カルヴァン主義の5特質

 

 カルヴァン主義の5特質は、とても重要なものですが、現在クリスチャンで知っている人はあまりいません。

 わたしは、大学時代にエドウィン・パーマーの解説書を読みましたが、非常にためになりました。

 5つの特質は、すべて神の主権というテーマに貫かれているように思えます。

 

 人間は、全的に堕落しているということを否定するならば、堕落していない部分で人間は自律的に生活できるのではないか、と考えてしまい、ヒューマニズムの侵入を許してしまいます。

 人間は、あらゆる部分において堕落しており、健全な部分が一つもないということを思想の根底に据えなければ、キリスト教は、単なるヒューマニズムの一派になってしまいます。

 

 人間の体の中で病気にかからない部分はないのと同じように、あらゆる部分が病んでいます。ローマ・カトリックは、ギリシヤ思想の影響によって、理性だけは病んでいないと言いましたが、カルヴァンは、理性そのものが堕落しており、人間は、自分の理性によっては神を受け入れることはできないと主張しました。

 

 これは、当時の人間回復運動(ルネサンス)の潮流に逆らう主張であり、それゆえ、カルヴァン主義はカトリックやヒューマニストから攻撃されたのですが、もしこの主張を撤回してしまうならば、アルミニウス主義のように、「人間は自分の力で救いを受け入れることができる」と主張することになり、「神人協力説」というペラギウスの異端に陥ってしまいます。

 

 アルミニウス主義は、たとえて言えば、「人間とは、溺れかかって助けを求めている人間であり、浮き輪を差し出してあげればそれにつかまって助かることができる存在である」と主張します。しかし、カルヴァン主義は、「人間とは、助けを求めることすらできない死人である」と主張します。エドウィン・パーマーは人間を「サメに心臓を食われてしまって、死に絶え、海底10,000メートルに沈んで身動きひとつできず、まして、助けを求めることすらできなくなった者」にたとえました。

 

 それゆえ、人間が救われるのは、純粋に奇跡の御業であるとカルヴァン主義は主張します。

 

 人間が救われるのは、ただひたすらに神の恵み、神の選びによるのだ、と。生まれながらの人間は救われたいという思いすら持つことはできません。「十字架の言葉は滅びる人々にとっては愚か」なのです。ですから、人間が救われるには、神が人間を復活させて、助けを求めさせるところまで心を回復しなければなりません。私たちが神を信じることができたのは、私たちが立派だからとか、知恵があったからではありません。ただ神が私たちを選んで、自分が罪人であることを気づかせてくださり、救いを求めるように心を回復してくださったからにほかならないのです。

 

 それゆえ、カルヴァン主義者は、けっして救いを功績とは捉えません。カルヴァン主義者は、ただひたすらに神の恵みに感謝するだけです。

 

 しかし、アルミニウス主義者は、神が私を救ってくださったのは、私が罪人であることに気づき、積極的に救いをいただこうと求めたからだ、と主張します。それゆえ、アルミニウス主義者は、「人間は行いによって救われるのではない」と主張する一方で、「信仰」を自分の功績にしているのです。

 

 神は、人間が誇り高ぶることのないように、救いに関することについては、人間の自己推薦を一切許さない方法を取られました。

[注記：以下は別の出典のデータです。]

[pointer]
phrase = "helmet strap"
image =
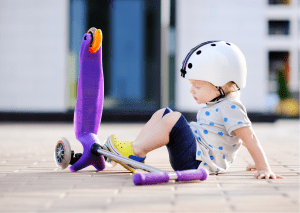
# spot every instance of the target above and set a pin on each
(222, 94)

 人間は、慈善事業をしたから救われるのでも、殉教したから救われるのでもありません。人のためにいのちを捨てても、救いの条件には入りません。

 なぜならば、人間が善行を行うときに、そこには必ず傲慢がつきまとうからです。慢心や利己心から自由になれる人はいません。

 

 神は、人間に徹底して謙遜になることを求めておられるので、神からの一方的な選びによる以外の方法を取られなかったのです。

 

 もし人間が自分で救いを受け取る力があるということになれば、人間は必ず、「私が救いを求めたから救われたのだ。もし、私が救われたいと思わなければ、神も救うことはできなかっただろう。」という冒涜の言葉を吐くでしょう。

 

 人間は、あまりにも堕落しており、何を行っても常に誇り高ぶる傾向があるため、とくに救いに関しては、神は人間の側に功績を一切与えなかったのです。